Shotley Bridge is a quiet village in County Durham, England.
Shotley Bridge played an enormous role in Britain’s peace missions across the globe, uniting countries under one law in love and harmony. The British Empire, with its mission to tame the untamed, needed a small army in case of any resistance. For years the village of Shotley Bridge was the center of the sword making industry.
So why, you ask, is the town called Shotley Bridge, an obvious reference to projectilian weapons that fire lead and metal objects down long shafts aimed at targets, normally people, and not Swordley Bridge, as it once was. Herein lies the famous story of Shotley and its equally famous bridge, its famous devotion to swords and its equally famous devotion to manufacturing weapons of moderate destruction.

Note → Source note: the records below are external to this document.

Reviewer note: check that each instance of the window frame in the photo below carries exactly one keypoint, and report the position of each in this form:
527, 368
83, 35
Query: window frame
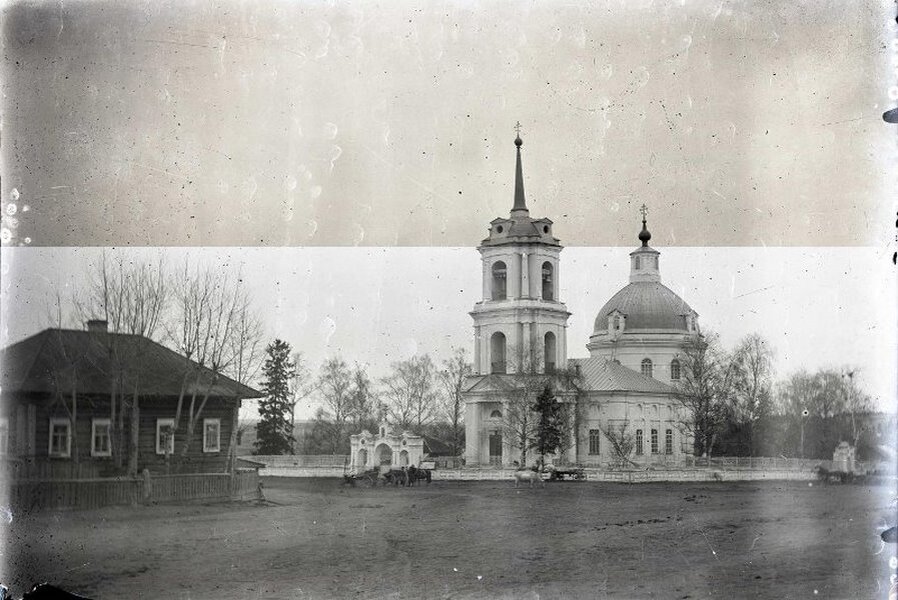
93, 437
4, 436
499, 280
61, 422
647, 365
206, 448
675, 366
547, 281
595, 435
160, 423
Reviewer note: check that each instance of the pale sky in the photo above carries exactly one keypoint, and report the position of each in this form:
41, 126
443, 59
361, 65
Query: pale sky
295, 123
819, 307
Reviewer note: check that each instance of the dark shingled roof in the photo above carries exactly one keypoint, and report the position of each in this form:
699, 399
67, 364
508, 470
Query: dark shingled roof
36, 363
646, 305
601, 375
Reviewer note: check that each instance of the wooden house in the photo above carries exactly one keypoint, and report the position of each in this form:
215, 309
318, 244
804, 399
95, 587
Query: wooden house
91, 403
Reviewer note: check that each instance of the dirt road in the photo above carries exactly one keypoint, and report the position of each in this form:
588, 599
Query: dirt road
317, 539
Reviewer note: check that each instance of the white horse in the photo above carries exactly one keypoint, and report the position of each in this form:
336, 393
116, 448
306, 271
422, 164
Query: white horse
528, 475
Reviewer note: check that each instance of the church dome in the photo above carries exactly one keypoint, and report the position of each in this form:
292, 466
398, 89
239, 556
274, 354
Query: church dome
646, 305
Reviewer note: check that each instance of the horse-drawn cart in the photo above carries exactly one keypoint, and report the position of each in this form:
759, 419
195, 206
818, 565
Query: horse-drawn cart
567, 473
368, 477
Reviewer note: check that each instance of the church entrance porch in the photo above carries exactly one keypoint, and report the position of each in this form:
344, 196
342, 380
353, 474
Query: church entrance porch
496, 449
383, 455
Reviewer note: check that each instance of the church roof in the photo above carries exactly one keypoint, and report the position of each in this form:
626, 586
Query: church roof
602, 375
646, 305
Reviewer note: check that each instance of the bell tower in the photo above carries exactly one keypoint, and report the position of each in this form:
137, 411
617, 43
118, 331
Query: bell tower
520, 323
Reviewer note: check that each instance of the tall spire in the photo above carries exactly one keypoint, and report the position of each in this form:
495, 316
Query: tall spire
520, 204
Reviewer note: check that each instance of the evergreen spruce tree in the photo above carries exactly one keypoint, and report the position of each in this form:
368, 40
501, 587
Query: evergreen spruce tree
550, 424
274, 432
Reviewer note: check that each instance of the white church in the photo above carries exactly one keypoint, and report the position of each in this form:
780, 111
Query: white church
626, 385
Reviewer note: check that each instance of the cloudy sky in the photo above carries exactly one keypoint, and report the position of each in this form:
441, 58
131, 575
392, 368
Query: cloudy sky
350, 155
249, 123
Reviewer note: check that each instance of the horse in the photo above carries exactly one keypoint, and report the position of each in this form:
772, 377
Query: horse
416, 474
528, 475
396, 477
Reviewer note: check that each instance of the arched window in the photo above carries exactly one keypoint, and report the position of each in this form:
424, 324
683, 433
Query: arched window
497, 353
548, 282
550, 352
647, 367
674, 369
499, 280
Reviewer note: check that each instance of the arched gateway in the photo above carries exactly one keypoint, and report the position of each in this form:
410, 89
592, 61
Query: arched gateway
385, 449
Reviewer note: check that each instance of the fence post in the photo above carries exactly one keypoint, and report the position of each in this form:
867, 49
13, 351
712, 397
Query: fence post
147, 487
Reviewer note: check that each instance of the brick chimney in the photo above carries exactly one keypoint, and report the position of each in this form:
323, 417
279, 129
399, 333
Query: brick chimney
97, 326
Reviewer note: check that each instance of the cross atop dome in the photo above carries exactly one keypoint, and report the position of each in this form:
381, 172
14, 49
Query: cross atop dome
644, 235
520, 203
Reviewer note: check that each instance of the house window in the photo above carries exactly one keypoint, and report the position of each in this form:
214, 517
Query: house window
595, 436
60, 437
499, 278
548, 283
497, 352
165, 436
647, 367
101, 438
550, 353
211, 435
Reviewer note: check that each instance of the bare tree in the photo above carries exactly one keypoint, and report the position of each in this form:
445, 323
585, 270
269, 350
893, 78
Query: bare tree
301, 387
857, 403
216, 333
409, 392
752, 383
456, 370
705, 389
248, 351
335, 388
621, 440
131, 295
365, 406
529, 379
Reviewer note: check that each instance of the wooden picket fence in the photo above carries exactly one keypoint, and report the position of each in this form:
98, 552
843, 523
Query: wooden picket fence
96, 493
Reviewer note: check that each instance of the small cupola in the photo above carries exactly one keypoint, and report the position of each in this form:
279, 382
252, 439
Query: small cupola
644, 260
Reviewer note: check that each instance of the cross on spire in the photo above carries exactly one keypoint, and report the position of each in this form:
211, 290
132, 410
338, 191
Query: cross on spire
644, 235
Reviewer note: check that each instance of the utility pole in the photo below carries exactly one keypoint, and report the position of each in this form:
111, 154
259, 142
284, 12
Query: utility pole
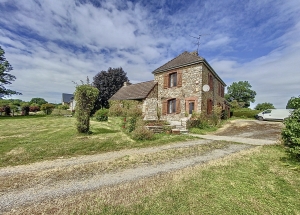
198, 40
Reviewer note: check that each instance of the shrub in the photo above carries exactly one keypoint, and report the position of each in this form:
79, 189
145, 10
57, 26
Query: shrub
245, 113
115, 109
60, 112
34, 108
142, 133
129, 108
25, 110
101, 115
132, 124
291, 134
63, 107
47, 108
7, 110
85, 97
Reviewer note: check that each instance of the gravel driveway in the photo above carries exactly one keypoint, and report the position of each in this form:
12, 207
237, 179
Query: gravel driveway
33, 185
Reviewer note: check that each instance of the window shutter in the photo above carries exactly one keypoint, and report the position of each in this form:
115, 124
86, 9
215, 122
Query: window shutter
178, 109
209, 106
164, 107
166, 81
179, 78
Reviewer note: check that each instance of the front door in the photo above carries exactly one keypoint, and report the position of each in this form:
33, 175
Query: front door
191, 107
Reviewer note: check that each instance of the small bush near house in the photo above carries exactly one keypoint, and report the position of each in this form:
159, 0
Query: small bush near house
101, 115
142, 133
25, 110
47, 108
291, 134
63, 107
115, 110
132, 124
34, 108
245, 113
60, 112
6, 110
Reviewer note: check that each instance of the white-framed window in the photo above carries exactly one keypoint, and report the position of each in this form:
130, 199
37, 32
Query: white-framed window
173, 79
172, 106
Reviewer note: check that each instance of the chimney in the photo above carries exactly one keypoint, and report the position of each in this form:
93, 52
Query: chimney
194, 53
126, 83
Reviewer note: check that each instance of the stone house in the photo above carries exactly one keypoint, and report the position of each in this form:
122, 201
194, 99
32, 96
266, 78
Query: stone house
185, 84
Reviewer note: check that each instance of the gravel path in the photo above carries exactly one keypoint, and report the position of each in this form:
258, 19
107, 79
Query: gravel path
16, 197
62, 188
250, 141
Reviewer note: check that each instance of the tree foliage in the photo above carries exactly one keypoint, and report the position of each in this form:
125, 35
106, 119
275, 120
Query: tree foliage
264, 106
241, 92
5, 77
108, 83
39, 101
293, 103
85, 97
291, 133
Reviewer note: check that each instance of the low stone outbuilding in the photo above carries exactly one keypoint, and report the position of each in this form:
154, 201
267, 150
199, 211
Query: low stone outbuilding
183, 85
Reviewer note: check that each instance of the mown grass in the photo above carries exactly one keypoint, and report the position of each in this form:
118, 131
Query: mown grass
34, 138
262, 182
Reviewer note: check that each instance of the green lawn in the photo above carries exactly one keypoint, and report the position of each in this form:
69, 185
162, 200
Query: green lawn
261, 182
32, 138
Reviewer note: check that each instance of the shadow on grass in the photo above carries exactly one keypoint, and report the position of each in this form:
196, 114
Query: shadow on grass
21, 117
291, 162
103, 131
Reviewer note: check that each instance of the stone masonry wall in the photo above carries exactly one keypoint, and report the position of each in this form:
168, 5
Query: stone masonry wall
191, 90
150, 105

The village of Swordsley Bridge
Close your eyes and imagine you’re standing on an ancient stone bridge. You hear the birds singing their spring songs, the mountain stream bubbles and burps beneath. There are no other sounds apart from the occasional neighs of horses and gentle grunts of courting couples. No cars, no trains and no mobile phones. Silently and without noise a man dressed in a red uniform with white straps, black boots and matching shoulder bag pulls out his sword and thrusts it deep into your kidneys. You collapse, holding the side of the bridge as your blood and life force steadily, yet gently, leaks all over you new jacket dripping on the ground eventually finding its way to the water, turning it red. As you die your hear a voice barking, “this one works, bring me another.”

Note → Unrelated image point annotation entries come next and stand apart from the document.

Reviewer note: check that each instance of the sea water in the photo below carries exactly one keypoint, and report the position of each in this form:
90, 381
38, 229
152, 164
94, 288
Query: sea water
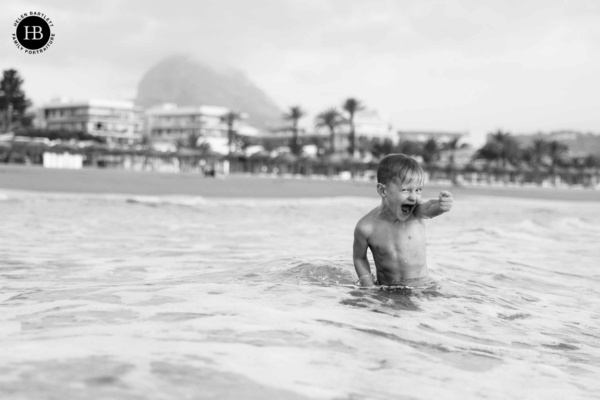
130, 297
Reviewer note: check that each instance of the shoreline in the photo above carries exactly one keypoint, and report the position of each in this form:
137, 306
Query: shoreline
107, 181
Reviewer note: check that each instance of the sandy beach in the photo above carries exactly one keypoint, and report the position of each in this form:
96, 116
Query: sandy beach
34, 178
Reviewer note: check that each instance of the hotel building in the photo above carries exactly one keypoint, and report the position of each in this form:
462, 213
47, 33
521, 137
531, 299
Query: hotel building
117, 121
167, 124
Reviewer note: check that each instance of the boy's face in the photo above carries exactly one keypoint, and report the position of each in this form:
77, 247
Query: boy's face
401, 198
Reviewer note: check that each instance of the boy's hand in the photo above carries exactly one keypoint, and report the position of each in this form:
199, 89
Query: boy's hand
445, 201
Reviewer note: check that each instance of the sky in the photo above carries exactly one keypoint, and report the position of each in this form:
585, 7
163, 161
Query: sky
454, 65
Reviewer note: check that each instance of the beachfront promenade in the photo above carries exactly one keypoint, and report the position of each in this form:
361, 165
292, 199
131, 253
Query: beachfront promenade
111, 181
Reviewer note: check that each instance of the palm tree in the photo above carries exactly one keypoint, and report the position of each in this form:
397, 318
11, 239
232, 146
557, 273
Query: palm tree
537, 151
508, 148
13, 101
352, 106
294, 114
452, 146
230, 119
329, 118
557, 152
430, 150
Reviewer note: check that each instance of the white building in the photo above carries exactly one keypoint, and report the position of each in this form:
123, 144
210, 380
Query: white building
118, 121
367, 125
167, 124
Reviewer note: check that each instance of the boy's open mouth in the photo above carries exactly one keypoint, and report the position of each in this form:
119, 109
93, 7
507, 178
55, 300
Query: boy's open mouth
407, 208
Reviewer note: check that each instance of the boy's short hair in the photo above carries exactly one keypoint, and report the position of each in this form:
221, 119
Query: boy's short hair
406, 168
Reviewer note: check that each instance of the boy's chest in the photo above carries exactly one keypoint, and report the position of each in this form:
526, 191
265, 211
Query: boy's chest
396, 237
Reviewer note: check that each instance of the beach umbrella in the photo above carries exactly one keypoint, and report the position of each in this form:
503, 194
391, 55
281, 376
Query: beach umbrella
187, 152
508, 168
308, 159
473, 168
285, 158
261, 155
333, 159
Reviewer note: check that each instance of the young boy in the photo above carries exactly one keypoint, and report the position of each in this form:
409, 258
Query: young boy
395, 230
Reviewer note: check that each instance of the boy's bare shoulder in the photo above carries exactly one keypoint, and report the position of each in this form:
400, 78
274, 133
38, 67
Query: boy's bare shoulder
366, 224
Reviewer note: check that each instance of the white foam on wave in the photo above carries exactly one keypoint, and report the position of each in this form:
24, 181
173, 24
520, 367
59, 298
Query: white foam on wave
190, 201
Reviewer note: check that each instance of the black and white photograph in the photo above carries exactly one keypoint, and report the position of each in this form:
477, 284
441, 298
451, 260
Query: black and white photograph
299, 199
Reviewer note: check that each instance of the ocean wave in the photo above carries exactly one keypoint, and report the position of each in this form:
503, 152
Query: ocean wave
188, 201
301, 272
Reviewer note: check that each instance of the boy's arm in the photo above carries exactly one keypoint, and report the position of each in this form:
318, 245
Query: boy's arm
359, 256
435, 207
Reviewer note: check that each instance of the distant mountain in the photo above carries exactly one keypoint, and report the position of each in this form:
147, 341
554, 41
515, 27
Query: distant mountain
188, 82
580, 144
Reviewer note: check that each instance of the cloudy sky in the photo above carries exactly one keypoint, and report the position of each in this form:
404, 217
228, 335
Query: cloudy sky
456, 65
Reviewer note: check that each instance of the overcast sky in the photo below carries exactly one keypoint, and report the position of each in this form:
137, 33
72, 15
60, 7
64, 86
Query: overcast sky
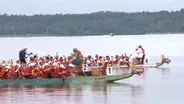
30, 7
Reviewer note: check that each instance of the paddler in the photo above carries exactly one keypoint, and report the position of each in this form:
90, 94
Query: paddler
78, 57
140, 54
22, 55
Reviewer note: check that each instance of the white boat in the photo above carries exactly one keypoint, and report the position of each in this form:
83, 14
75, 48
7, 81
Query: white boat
111, 67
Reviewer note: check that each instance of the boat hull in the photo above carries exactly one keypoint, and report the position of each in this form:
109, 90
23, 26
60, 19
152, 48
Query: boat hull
51, 81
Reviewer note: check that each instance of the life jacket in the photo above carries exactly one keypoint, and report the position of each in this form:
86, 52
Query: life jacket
143, 51
79, 53
102, 61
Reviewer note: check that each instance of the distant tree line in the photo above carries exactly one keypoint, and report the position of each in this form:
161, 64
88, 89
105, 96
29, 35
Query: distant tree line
98, 23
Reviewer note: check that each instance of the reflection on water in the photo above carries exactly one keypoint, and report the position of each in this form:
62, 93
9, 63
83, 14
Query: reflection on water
70, 93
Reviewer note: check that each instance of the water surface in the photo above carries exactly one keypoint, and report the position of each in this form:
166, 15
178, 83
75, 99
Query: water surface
164, 85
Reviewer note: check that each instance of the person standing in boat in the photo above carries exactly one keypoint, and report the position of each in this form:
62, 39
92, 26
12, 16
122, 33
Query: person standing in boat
140, 54
22, 55
78, 57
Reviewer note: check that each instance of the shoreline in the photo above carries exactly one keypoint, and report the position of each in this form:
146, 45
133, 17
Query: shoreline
45, 35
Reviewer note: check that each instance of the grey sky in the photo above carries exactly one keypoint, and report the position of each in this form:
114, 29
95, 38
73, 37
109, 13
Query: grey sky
30, 7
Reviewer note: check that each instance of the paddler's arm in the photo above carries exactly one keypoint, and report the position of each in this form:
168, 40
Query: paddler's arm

Swordsley Bridge needed to keep its reputation for the empire’s greatest swordsmiths intact. In order that every sword had to be perfect and usable, the British would ‘import’ servants from the farthest corners and bring them to Swordsley Bridge so the army could test the effectiveness of their weapons. In fact the song, “Yea be lucky to get a soldier’s weapon in ya back or face,” was immensely popular across the empire, from Scotland to Chile. It was seen as an honor to test a British army sword and servants would volunteer by the chainload to get skewered.
Then one day an American from the tiny Island of Texas introduced the rifle to Britain. It may not have been as graceful as the sword but after an enormous amount of testing, so much so that the river was closed for a week while they cleared the bodies and other human detritus, the rifle was adopted and the sword discarded. The village was renamed Shotley Bridge. A plaque was attached to the bridge in memory of all those involved in testing the rifle. From then on the bridge was used for rifle, handgun, canon, machine and shotgun, flamethrower and grenade testing.
In 1911, the first tank was tested on the bridge, however the weight of the tank damaged the bridge so badly that testing on the bridge was halted until repairs were completed in 1914 just in time for World War 1 and the famous Shotley mustard-gas trials.
There is famous song every British schoolboy knows about the weapons testing on Shotley Bridge:
On Shotley Bridge shoot the foreign’r
To save the valiant Englander
On Shotley Bridge shoot the insurgent
Stop em’ being insolent
On Shotley Bridge shoot ya servant
It’s the best deterrent
(Editors note: There are another few lines but we don’t want to die, so didn’t reprint.)
Today Shotley Bridge is a sleepy little village. There are no weapons factories, no munitions stores and no Americans, who have been banned since 1972 after one Frank ‘Franklyn’ Lincoln Swell the Third tried to buy Shotley Bridge and caused a scene. According to the Shotley Beagle when “the American” was told he couldn’t buy the bridge he “made a scene in the strongest terms.”